For Piazza, the environment at Auburn, along with its commitment to education and research, were motivating factors to move his cancer research and drug development program to The Plains.

“I believe that working in the Harrison College of Pharmacy has the potential to provide an outstanding environment to advance our RAS inhibitors to the clinic,” Piazza said. “It will also allow me to have a positive impact on others, especially by mentoring faculty and students. I am excited to join the Auburn Family, with its high standards for education and research and its entrepreneurial spirit.”

With extensive experience and expertise in the field, as well as a familiarity with peer institutions in the state, Piazza is interested in building cancer drug discovery and development capabilities at Auburn by establishing a new Cancer Research Center within the Harrison College of Pharmacy.

“For the past 20 years, I have worked with many talented scientists from UAB, South Alabama and Southern Research, and feel I know the drug discovery and development landscape in Alabama quite well,” Piazza said. “I hope to continue these local collaborations as well as with other investigators throughout the world and will seek to establish new collaborations with Auburn scientists and engineers.
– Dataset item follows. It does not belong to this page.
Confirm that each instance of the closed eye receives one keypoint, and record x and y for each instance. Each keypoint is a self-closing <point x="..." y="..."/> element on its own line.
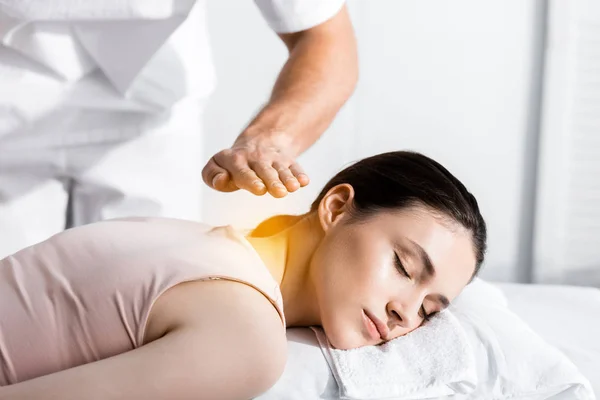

“The diverse scientific and engineering expertise at Auburn could lead to tremendous synergy for Auburn to become a world-class leader in the field of drug discovery and development, not only for cancer, but other diseases.”

The Department of Drug Discovery and Development at the Harrison College of Pharmacy is a diverse and dynamic unit that focuses on several therapeutic areas, including diabetes, cardiovascular diseases, infectious diseases, neurodegenerative disorders and oncology. Investigators are generating lead molecules with therapeutic potential, elucidating mechanisms of disease, optimizing drug delivery strategies and studying drug disposition.

The department is comprised of more than 20 faculty members in the fields of pharmacology, drug delivery and medicinal chemistry with labs located in the Walker Building and the state-of-the-art Pharmacy Research Building.